Brewing time black tea generally adopts the pot soaking method. First, put the tea leaves into the teapot in proportion, brew with water for 2-3 minutes, and then pour the tea soup into the teacup by circulating tea, so that the concentration of the tea soup is uniform. Drink slowly and carefully. Good Kung Fu black tea can generally be brewed 2-3 times.

Qimen black tea grade standard:

Gift tea-shape: exquisite and neat, with a lot of tenderness and hints, and moist colors; Aroma and taste: the aroma is highly mellow, fresh, sweet, clear and tender, forming a unique "Qi Hong" style; Water color: red and bright; Bottom of leaves: mostly young leaves, bright color, neat and beautiful.

Special tea shape: thin lines, tender and smooth, neat length and moist color; Aroma and taste: the aroma is mellow, tender, fresh and sweet, with a unique "Qi Hong" style; Water color: red and bright; Leaf bottom: Bud leaves are less than plum tea, and the color is bright.

Super-appearance: the rope is tight and thin, tender and smooth, and the color is moist and even; Aroma and taste: the aroma is highly mellow, fresh and soft, with a unique "Qi Hong" style; Water color: red and bright; Leaf bottom: the tenderness is obvious, neat and bright in color.

1 grade-appearance: the rope is tight and thin, with obvious tenderness, uniform length and moist color; Aroma and taste: rich in aroma, with the unique fructose aroma of "Qi Hong"; Water color: red and bright; Bottom of leaves: the tender leaves are even and bright red.

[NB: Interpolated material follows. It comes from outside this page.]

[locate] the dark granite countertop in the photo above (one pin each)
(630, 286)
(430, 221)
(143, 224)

Grade II-Appearance: the rope is thin and straight, the tenderness is not as good as Grade I, and the color is moist; Aroma and taste: mellow, with "Qi Hong" fructose flavor; Water color: red is not as bright as first class; Leaf bottom: the buds are even and moderately mellow.

Grade III-Appearance: the cable is tight, slightly thicker and more uniform than Grade II, and the surface tension is slightly loose; Aroma and taste: the aroma is mellow, fresh and strong, with a sense of convergence, and the characteristics of "Qihong" are still remarkable; Water color: red and bright; Leaf bottom: pure and moderately mellow.

Grade 4-Appearance: the rope is thick and solid, the leaf quality is slightly light, the uniformity is poor, and the color is dark; Aroma and taste: the aroma is mellow and has a corresponding concentration, and it still has a "Qi Hong" flavor; Water color: red and light color; Leaf bottom: poor uniformity, red and uneven color, with blue flowers.

Grade 5-Appearance: the cable is thick, slightly ribbed, with poor uniformity and gray color; Aroma and taste: the aroma is sweet and light, but it has no coarse and old taste; Water color: red and light color; Bottom of leaves: blue flowers, slightly pedicled.

Grade 6-appearance: the rope is loose and colorful; Aroma and taste: the aroma is coarse and weak, and the concentration is insufficient; Water color: red and bright, not bright enough; Leaf bottom: red miscellaneous, multi-peduncle.

Grade 7-Appearance: loose rope foam, light weight and light bone, simple stem, orange; Aroma and taste: the aroma is low and light, and the taste is coarse and old; Water color: light and unknown; Leaf base: The stem is thick and dark.